Die Europa-Universität Viadrina hat 6.000 Studierende, davon mehr Frauen als Männer. Mit verschiedenen Einrichtungen und Aktivitäten setzt sich die Hochschule dafür ein, dass überholte Rollenklischees abgebaut werden. Prof. Dr. Claudia Weber, Vizepräsidentin für Forschung, wissenschaftlichen Nachwuchs und Chancengleichheit, stellt die Viadrina vor.

Frau Prof. Dr. Weber, können Sie die Viadrina kurz vorstellen?

Die Viadrina liegt mitten in Europa. Seit ihrer Wiedergründung im Jahre 1991 hat sie sich zu einer international gefragten Adresse an der deutsch-polnischen Grenze entwickelt: Über 6.000 Studierende sind derzeit hier immatrikuliert. Studierende und Lehrende kommen aus über 100 Ländern, Fremdsprachenangebote und Auslandsaufenthalte an einer der rund 250 Partnerhochschulen sind selbstverständlich. Kleine Seminare und direkter Kontakt zu den Lehrenden bieten ausgezeichnete Studienbedingungen.

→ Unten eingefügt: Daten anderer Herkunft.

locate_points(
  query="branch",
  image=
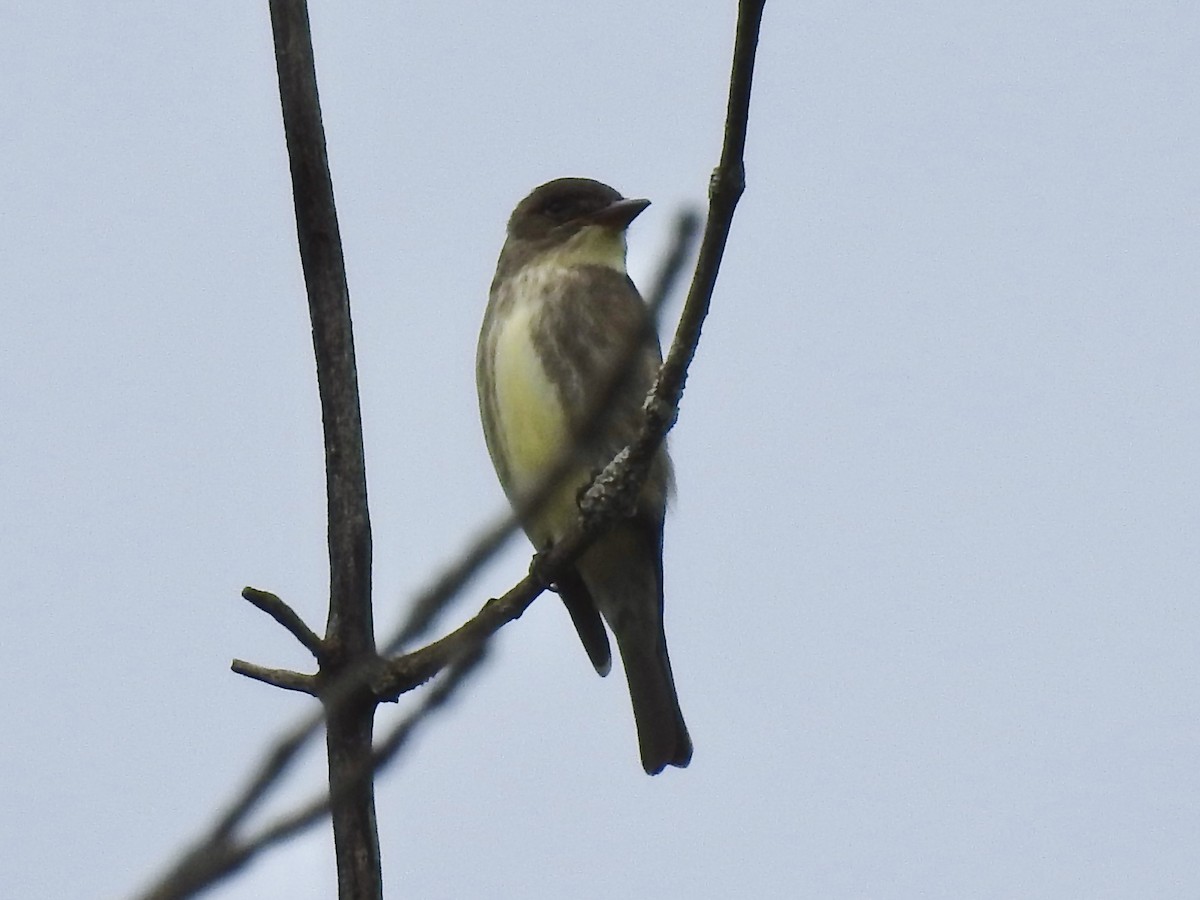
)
(286, 616)
(349, 631)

Die Viadrina ist ein Ort, an dem man gut betreut in der Regelstudienzeit seine Abschlüsse erwerben und unterstützt von einem Career Center den Berufseinstieg vorbereiten kann. Das grenzübergreifende Leben schafft eine im besten Sinne europäische Atmosphäre.

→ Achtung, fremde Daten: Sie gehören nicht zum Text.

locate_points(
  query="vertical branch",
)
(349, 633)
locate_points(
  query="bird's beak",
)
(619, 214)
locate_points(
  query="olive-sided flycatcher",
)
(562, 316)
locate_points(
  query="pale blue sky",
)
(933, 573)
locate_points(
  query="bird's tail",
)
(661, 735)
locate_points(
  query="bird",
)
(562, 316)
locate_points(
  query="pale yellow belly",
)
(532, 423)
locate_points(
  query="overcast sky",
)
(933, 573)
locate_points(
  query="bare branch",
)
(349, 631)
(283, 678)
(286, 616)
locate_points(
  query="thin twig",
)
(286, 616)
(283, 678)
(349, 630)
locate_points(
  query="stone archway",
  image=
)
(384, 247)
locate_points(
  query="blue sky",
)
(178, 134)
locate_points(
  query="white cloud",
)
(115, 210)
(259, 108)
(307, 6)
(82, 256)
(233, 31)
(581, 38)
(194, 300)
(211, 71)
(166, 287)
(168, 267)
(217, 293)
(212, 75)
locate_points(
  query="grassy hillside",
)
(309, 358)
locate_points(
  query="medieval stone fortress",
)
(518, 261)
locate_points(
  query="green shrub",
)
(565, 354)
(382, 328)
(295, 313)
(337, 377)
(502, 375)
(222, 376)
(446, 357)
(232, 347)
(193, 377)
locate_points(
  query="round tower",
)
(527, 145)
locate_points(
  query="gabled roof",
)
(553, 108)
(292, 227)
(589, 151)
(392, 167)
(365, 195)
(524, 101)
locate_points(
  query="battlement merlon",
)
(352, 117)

Was hat Sie motiviert, sich bei den Nationalen Kooperationen zu engagieren?

Der Frauenanteil unter den Studierenden ist an der Viadrina höher als im Bundesdurchschnitt. Das liegt vor allem an unserer Fächerstruktur, den Kultur-, Rechts- und Wirtschaftswissenschaften. An der Viadrina gibt es also keine traditionell von Frauen weniger nachgefragten Fächer wie Natur- oder Ingenieurswissenschaften. Im Gegenteil: In den Kulturwissenschaften studieren sogar deutlich weniger Studenten als Studentinnen.

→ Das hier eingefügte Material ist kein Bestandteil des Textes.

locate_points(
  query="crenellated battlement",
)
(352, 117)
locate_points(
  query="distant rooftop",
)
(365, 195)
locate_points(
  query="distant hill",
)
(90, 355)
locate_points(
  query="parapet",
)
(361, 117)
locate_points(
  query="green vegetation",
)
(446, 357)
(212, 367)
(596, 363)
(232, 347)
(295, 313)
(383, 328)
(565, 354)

Frauen sind erst in späteren Qualifikationsphasen unterrepräsentiert, während der Promotion, der Postdoc-Phase und auf Professuren. Das ist Chance und Risiko zugleich – einerseits ist es so leichter, qualifizierte Frauen für weiterführende Qualifizierungsphasen zu gewinnen, andererseits birgt es die Gefahr, dass sich geschlechtsspezifische Studienwahlmuster zu typischen „Frauenfächern“ verfestigen. Die Viadrina unterstützt daher die Ziele der Initiative für eine Berufs- und Studienwahl frei von Geschlechterklischees.

Auf welche Weise setzt sich die Viadrina für eine geschlechtersensible Berufs- und
Studienorientierung ein?

Die Viadrina setzt sich dafür ein, traditionelle Rollenbilder nicht zu verstärken und unterrepräsentierte Gruppen aktiv anzusprechen. Das fängt an beim Schnupperstudium und dem Viadrina Day – unserem Tag der offenen Tür –, geht weiter bei den Viadrina-Botschafter*innen an Schulen und den Lotsen für Studienanfänger*innen, bis hin zu einer geschlechtersensiblen Öffentlichkeitsarbeit.

Anlaufstellen wie das Familien- und das Gleichstellungsbüro stellen wir in den zentralen Einführungsveranstaltungen vor. In Zukunft wollen wir Berufswahlmotive unserer Studierenden noch genauer analysieren und unsere Angebote dann darauf abstimmen.

Welche Erfolge haben Sie bereits mit Ihrem Engagement erreichen können?

An der Kulturwissenschaftlichen Fakultät haben Studierende aus allen Masterstudiengängen die Möglichkeit, das Modul Gender Studies und Queer Theory auszuwählen und sich so auch im Studium selbst mit Geschlechterrollen auseinanderzusetzen.

Auch unsere „Studienbegleiter*in“ erfreut sich großer Beliebtheit. Dabei handelt es sich um ein Nachschlage- und Schmökerheft für Studierende zu Themen wie Gender im Studium und in der Wissenschaft, Geschlechterunterschieden bei der Entlohnung, Diskussionskultur und -hierarchien, Empowerment, Geschlechterstereotypen und Alltagssexismen. Außerdem sind darin zahlreiche Beratungs- und Weiterbildungsangebote, Lesetipps und Möglichkeiten für das (Eng-)Agieren zu finden.

Außerdem gibt es einen studentischen Gleichstellungsfonds, aus dem Studierende eigene Projekte zum Thema Gender im Studium initiieren und eine Förderung bekommen können.